Several computerized systems need to be combined for a healthcare supply chain system EMR systems record patient history, medicine regimens and dosages. Dispensing systems record health products dispensed (i.e., mSupply, iDart, RxSolution, ADT). Inventory control systems track individual supplies by names, batch numbers, stock quantities and expiration dates (i.e., SIGMED, ORION, mSupply, HIV-EMR Pharmacy system, Navision, Syspro, ePICs). Quantification systems assist in calculating budget requirements and order quantities (i.e., FoCaMed, Quantimed, RxSolution, PIH-EMR, MSF ARV Drug Order Tool). However, EMR, Inventory control, and Dispensing systems manage patient data, inventory data and dispensing data separately. Moreover, all these tools have been mainly applied at the national and/or regional/state levels, not at the clinical level. Therefore, there is no all-in-one solution that has the capability to integrate all demand and supply data together to suggest a procurement plan at the clinical level.

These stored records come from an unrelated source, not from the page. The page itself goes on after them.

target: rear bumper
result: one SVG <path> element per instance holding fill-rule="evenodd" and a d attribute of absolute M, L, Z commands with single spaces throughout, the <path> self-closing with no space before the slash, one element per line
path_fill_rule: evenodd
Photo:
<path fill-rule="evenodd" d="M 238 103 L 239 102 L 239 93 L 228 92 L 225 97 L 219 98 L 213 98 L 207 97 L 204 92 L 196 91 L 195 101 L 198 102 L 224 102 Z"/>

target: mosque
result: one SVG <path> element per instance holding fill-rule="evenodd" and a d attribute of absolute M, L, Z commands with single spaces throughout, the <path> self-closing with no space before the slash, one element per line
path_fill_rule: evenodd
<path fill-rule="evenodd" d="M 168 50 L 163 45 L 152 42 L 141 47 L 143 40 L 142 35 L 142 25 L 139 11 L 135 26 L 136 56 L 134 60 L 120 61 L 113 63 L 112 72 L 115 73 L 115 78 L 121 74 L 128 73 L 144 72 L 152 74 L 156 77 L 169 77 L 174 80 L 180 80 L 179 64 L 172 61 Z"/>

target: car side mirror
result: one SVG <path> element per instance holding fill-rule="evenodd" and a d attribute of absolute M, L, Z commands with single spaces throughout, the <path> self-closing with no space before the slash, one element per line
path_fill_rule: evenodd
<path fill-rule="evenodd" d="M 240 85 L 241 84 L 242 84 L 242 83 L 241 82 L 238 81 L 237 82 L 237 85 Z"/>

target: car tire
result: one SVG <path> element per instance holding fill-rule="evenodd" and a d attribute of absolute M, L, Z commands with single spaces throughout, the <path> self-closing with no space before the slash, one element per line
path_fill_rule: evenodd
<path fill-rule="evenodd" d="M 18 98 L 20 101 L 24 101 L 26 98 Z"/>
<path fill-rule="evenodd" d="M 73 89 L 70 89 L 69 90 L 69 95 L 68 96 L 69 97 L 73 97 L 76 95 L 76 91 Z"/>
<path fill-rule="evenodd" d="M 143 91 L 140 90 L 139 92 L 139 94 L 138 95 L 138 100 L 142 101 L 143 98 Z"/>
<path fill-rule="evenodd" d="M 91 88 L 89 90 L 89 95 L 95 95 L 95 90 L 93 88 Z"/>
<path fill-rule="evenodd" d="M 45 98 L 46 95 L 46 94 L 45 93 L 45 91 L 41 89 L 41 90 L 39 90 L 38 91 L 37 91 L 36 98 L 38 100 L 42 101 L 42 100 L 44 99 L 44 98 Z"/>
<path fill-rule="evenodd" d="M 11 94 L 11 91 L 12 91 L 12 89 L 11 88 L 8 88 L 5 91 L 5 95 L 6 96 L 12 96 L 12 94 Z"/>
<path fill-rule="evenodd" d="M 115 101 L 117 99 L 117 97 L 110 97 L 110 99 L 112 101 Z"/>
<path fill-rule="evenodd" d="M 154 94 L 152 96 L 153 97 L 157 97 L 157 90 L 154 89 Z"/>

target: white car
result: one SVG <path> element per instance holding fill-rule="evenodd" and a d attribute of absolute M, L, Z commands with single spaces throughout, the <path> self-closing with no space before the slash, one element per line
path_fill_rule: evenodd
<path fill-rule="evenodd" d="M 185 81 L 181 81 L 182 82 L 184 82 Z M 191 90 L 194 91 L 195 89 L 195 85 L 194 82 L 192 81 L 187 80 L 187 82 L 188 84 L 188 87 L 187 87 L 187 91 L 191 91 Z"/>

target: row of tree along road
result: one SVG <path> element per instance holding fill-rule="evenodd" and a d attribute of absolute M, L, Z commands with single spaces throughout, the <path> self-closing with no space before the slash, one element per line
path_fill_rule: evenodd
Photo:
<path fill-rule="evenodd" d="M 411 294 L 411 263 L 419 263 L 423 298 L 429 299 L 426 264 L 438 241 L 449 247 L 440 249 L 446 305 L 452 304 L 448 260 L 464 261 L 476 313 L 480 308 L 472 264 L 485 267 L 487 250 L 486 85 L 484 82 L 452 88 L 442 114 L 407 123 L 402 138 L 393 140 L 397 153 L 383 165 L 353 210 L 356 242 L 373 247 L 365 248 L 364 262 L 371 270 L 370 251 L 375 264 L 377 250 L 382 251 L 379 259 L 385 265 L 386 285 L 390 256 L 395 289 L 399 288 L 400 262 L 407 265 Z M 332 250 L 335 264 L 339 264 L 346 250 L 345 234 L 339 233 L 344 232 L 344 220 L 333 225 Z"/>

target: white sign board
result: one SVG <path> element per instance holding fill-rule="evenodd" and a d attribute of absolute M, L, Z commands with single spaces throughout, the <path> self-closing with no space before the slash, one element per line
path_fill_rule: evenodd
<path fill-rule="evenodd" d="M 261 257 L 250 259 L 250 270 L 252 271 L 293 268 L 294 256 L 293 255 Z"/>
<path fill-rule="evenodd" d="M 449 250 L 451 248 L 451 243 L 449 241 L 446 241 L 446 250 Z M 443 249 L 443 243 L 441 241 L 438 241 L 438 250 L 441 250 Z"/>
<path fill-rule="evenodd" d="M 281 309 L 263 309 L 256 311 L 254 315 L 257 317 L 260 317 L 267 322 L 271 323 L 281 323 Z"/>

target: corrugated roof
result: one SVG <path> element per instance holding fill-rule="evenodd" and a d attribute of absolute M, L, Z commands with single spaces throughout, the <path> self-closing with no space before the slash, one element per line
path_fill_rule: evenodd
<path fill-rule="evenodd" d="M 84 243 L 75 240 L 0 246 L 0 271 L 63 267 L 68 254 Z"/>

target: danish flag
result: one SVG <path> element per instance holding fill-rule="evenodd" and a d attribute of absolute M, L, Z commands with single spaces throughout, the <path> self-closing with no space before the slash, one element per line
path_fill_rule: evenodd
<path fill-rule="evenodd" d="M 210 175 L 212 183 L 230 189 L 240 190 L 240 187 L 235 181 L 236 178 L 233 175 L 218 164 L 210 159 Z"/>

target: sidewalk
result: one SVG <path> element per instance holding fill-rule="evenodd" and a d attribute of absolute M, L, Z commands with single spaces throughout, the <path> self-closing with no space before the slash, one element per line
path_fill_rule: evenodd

Despite substantial needs, very few software applications are available in resource scarce environments. Current limitations include: (1) none of the existing systems combine the EMR, inventory control, dispensing and quantification systems. (2) Not all datasets are considered when preparing order quantities, which diminishes accuracy of order data due to the lack of data accessibility. (3) Most application designs are complex and geared toward national warehouses or retail pharmacies. (4) Most systems are proprietary, making customization and technical support difficult and costly. (5) Systems are designed under the assumption that high-bandwidth internet networks are available. (6) Supplies for test and laboratory regiments for preventive/diagnostic care are often not linked to the patient demands.
The focus of this study is to analyze information flow and design a health information technology solution to address gaps in the last mile supply chain associated with MCH in the Ugandan health system.